Micah demands that the kids, “Kill the outlanders!” He does not mention to John that they have his woman.
In order to make John look heroic, he jumps off the machine and knocks down three teenagers.
Dan frees Lacey, and they run into the corn.
John frees Angela, but he’s about to be attacked by the people he just knocked over.
He calls to Frank, who is still driving the machine. But someone shoots Frank in the belly (!) with an arrow (!) and Frank immediately slumps over, mostly dead. Frank is kind of lame, it seems.
One of the kids throws a spear at John, and John catches it and throws it back at the kid – and right through him. Then he frees Angela and they run off into the corn.
Micah yells out that if they don’t stop all the escapees, the kids will face the wrath of He Who Walks Behind the Rows.
Everyone but Micah and a couple of minions run into the corn.
Out in the corn, we get the moving Dirt Pile O’ Death. But no bad animation yet.
Everyone runs, until they all loop back to the exact same clearing they were all in a minute ago.
Micah is all, “What, you thought our evil god would let you escape?” And then he actually clicks his tongue, the way no human being ever would. And he admonishes Danny. And slaps him in the face.
Okay, I’ll admit, that was kind of great.
Micah tells all the good guys to get on their knees. He raises his machete in the air, and gets struck by blue lightning. He screams a bunch, but I don’t think those are unhappy screams.
Frank wakes up, sees that Micah is standing right in front of the Machine ‘O Death, turns it on, drives forward and passes out.
He goes forward just a little bit, and traps Micah’s ceremonial robes in the pincers of the MOD.
John grabs a kid, pulls him to the ground, and punches him.
The heroes all get up. John runs to the MOD and pulls Frank out, while Micah lies on the ground, screaming to Dan that Dan should help him, because Micah is his “friend” and that he was “there” for Dan.
Despite the fact that Micah was just shot up with blue lightning, and about to kill Dan with a machete, Dan looks conflicted.
But I guess it doesn’t matter. A moment later, Micah’s face turns into a demon face, which vanishes, leaving Micah’s face again, and then he gets sucked into the MOD, and we see blood spit out the back, so he’s gone.
And fire starts running down the rows.
And everyone runs away, as the MOD blows up.
John sets Frank down on the ground, and then Frank dies. John says, “No! Come on! Come on!” But does not try, say, CPR, or any other lifesaving technique. Like, pulling an arrow out of Frank and stopping the bleeding.
The next morning, Dan and John build a funeral pyre out of corn, put Frank in it, and light it up. Shouldn’t they call his family, first? Or the cops? Or anyone, really, before torching Frank? At the very least, the guy is evidence.

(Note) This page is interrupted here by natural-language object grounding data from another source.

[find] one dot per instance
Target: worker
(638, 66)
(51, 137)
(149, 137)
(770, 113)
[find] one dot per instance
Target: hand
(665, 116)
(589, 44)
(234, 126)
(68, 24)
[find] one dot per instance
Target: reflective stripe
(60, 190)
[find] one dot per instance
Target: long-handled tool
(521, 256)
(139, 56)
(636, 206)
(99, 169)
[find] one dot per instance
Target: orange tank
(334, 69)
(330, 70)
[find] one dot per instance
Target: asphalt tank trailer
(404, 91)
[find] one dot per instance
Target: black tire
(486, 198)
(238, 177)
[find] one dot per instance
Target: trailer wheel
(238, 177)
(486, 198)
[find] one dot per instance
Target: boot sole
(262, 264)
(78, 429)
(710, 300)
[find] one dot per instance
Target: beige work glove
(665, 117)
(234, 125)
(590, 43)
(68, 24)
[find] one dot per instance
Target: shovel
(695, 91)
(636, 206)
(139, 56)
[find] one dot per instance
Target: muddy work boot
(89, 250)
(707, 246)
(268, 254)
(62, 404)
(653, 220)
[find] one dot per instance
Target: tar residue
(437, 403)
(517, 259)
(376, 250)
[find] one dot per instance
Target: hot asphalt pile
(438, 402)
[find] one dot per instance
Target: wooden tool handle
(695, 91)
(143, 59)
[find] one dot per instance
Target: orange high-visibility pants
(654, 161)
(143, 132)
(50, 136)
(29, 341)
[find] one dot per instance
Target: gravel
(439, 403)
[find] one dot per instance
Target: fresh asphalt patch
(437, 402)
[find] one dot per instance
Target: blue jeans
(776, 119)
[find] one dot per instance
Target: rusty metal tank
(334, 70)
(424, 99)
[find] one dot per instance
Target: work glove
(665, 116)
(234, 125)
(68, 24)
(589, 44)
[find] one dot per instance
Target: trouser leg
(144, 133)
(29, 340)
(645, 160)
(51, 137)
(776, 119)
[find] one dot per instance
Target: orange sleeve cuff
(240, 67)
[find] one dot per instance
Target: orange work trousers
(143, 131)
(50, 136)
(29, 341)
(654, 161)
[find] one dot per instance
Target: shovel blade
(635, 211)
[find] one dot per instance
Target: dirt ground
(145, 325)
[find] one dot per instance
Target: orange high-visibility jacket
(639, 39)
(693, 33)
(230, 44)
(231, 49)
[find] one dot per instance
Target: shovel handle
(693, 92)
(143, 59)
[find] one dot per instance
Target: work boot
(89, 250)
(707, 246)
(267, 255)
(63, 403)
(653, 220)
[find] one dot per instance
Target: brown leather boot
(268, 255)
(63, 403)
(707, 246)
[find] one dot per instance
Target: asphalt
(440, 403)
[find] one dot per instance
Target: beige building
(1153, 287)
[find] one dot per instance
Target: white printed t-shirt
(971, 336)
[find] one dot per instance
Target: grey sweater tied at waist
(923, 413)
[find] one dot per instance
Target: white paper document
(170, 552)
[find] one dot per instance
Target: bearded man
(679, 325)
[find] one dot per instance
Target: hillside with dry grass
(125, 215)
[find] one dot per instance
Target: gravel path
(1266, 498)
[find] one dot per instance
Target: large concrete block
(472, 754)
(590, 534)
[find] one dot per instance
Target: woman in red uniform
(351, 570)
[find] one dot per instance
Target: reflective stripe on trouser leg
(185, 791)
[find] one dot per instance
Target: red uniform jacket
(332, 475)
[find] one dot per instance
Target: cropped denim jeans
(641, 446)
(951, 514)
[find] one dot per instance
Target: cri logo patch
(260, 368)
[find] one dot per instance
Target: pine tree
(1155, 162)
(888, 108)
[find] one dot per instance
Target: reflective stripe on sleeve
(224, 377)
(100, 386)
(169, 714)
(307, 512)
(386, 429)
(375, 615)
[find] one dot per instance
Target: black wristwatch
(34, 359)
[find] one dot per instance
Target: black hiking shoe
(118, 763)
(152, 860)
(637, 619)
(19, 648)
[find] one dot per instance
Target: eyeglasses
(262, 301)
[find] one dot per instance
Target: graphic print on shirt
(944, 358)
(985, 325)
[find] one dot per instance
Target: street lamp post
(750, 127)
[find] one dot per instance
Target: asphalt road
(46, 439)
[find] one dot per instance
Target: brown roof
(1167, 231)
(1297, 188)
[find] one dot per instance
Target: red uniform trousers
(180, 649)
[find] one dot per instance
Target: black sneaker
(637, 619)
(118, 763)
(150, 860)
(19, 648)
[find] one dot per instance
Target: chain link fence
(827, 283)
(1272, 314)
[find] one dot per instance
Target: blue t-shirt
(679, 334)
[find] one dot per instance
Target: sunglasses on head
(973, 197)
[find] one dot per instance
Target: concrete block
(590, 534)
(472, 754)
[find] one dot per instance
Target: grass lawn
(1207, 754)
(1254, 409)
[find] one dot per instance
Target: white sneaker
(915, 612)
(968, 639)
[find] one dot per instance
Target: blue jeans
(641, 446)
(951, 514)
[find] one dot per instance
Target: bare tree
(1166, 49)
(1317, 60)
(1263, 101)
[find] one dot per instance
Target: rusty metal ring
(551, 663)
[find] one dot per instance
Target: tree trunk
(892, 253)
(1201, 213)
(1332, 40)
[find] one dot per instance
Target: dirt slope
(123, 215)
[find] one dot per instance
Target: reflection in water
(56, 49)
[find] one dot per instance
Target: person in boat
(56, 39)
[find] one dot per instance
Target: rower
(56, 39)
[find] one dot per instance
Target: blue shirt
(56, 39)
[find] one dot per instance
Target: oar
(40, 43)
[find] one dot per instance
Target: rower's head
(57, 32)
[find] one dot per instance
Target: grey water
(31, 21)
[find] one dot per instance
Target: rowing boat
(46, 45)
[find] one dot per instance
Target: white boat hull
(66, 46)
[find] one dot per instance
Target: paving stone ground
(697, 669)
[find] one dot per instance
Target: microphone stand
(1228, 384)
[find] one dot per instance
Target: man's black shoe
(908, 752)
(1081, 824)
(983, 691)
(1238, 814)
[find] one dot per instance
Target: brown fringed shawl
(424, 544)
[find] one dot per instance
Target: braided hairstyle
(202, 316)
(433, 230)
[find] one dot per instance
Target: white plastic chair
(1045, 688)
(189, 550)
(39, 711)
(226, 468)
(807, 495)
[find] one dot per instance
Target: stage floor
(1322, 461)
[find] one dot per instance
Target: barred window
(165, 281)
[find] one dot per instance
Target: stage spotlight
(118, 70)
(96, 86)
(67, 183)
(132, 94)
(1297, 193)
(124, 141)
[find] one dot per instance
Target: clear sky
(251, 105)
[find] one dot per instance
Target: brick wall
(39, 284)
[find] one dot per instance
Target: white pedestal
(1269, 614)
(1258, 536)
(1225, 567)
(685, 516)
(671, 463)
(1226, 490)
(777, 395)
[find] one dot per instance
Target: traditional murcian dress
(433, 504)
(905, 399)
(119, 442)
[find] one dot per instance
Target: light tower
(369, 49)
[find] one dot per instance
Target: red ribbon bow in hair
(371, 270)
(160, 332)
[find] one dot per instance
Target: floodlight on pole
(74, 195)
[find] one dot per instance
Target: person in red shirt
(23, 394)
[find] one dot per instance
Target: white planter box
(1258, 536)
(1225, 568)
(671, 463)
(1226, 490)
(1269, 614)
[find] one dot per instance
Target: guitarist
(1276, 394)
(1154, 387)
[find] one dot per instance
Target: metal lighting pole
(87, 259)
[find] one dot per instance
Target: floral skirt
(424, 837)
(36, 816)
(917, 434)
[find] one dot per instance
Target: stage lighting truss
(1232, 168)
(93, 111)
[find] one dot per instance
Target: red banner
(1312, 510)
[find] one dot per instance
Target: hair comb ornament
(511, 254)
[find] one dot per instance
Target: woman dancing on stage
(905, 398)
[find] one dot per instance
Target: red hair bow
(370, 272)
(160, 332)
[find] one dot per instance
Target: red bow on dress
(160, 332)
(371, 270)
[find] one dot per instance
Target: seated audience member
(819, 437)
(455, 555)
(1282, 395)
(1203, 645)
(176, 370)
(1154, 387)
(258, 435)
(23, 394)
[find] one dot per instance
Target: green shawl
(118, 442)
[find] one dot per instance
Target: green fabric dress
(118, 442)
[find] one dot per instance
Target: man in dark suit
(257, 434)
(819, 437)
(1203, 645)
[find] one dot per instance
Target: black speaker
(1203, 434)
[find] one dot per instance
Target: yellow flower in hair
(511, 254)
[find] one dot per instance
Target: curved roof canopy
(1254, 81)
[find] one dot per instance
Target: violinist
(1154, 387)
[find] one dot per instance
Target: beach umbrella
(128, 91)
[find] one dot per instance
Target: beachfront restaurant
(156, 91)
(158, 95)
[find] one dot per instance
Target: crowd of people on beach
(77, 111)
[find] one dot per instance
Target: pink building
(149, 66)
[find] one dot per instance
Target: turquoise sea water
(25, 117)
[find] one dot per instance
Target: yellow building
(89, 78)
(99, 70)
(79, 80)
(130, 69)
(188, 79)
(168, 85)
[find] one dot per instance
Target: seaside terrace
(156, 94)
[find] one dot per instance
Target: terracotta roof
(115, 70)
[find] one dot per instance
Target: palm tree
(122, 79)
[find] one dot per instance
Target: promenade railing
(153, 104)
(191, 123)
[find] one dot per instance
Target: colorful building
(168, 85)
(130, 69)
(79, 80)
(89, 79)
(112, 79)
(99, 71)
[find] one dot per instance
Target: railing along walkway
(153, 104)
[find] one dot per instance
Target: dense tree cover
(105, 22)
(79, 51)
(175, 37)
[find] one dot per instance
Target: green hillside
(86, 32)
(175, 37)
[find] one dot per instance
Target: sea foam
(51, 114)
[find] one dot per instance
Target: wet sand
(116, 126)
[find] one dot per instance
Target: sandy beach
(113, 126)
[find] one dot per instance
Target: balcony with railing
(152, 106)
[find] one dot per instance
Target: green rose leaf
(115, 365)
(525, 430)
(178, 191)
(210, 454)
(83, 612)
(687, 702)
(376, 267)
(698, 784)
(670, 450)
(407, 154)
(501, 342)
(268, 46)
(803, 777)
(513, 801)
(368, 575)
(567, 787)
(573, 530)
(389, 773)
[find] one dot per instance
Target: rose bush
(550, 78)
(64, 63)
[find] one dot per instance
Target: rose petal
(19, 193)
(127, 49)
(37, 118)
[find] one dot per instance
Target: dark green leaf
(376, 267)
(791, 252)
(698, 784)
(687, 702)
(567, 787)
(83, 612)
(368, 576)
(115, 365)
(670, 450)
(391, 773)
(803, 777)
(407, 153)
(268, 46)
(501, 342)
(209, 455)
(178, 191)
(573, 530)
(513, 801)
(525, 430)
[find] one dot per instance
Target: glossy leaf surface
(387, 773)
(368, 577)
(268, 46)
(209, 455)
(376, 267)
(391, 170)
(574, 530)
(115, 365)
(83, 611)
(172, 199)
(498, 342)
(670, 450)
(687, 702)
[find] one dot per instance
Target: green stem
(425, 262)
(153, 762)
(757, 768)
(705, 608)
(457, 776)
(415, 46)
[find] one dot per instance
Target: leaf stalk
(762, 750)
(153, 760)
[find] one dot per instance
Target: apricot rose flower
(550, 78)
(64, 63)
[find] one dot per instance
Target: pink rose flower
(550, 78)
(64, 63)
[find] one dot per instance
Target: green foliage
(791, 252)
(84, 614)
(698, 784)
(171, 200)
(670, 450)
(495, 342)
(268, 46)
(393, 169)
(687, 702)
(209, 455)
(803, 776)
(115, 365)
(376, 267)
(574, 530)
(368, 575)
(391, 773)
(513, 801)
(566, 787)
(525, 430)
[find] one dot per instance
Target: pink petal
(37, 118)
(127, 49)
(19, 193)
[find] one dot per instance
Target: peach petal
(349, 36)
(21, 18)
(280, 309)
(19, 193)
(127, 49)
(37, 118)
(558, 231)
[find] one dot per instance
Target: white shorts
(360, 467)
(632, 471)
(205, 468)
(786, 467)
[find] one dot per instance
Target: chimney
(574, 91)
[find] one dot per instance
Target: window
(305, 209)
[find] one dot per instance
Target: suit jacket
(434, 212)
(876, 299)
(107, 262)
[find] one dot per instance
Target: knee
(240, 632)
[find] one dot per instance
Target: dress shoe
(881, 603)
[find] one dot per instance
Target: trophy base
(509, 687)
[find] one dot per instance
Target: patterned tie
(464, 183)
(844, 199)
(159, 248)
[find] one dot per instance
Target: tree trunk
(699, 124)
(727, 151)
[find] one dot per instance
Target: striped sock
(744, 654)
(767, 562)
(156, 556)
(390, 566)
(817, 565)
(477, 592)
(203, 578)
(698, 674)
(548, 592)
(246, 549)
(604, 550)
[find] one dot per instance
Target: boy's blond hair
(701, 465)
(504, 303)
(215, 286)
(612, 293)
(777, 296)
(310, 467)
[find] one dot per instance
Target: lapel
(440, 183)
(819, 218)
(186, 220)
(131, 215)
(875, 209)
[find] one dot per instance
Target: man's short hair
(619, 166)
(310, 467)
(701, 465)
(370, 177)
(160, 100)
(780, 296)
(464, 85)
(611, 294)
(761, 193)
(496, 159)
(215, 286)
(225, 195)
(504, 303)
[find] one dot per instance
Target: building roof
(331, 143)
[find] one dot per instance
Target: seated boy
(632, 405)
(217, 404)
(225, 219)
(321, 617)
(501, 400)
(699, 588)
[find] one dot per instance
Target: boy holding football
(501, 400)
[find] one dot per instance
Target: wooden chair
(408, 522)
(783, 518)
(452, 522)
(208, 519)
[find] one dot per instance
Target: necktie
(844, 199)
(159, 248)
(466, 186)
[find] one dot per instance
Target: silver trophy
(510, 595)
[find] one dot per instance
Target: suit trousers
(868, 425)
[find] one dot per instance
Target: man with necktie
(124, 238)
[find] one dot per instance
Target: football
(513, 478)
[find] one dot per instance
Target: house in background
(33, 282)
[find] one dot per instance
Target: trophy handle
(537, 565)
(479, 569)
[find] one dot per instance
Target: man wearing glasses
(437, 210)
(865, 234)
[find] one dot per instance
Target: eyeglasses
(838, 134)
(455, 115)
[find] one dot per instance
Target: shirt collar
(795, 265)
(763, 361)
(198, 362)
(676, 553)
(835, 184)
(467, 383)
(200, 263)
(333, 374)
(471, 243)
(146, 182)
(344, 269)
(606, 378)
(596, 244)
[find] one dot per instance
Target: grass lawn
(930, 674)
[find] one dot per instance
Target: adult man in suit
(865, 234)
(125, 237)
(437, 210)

Dan asks Lacey if she really “meant what she said” earlier. The catch/keep thing? Or the “take me with you” thing? Lacey says she would have said “anything” to get her out of that mess.
Then she says something else, but I couldn’t tell you what it is. She totally mumbles it, and even after listening to it three or four times, I can’t make it out.
The foursome all walk away from the still-burning Frank to Angela’s car.
Angela asks, “What do we do about the children?”
John says, “Tell their story. Let the healing begin.” He looks at Dan, “It’s not too late for that, is it?”
Dan says no, it’s not too late. Because the discussion is deeply filled with meaning. He also thinks the editor at Newsweek might be willing to “reconsider,” since John went through all of this just to get a story.
Well, Dan, I suspect that the editor at Newsweek will think all of you are totally nuts. But whatever gets you through the night, man.
They drive away.
Back at the magical rock, Frank’s spirit, now fully dressed in Native American garb, completes the painting that shows that the corn will totally opened to one who found truth within himself, or whatever crazy stuff the screenwriter came up with earlier in the movie. I bet you totally forgot about that rock, didn’t you?
Frank walks away, his spirit fading to nothing as he does so.
Then the credits come up. Guess we’ll deal with what happened to all the kids in part III.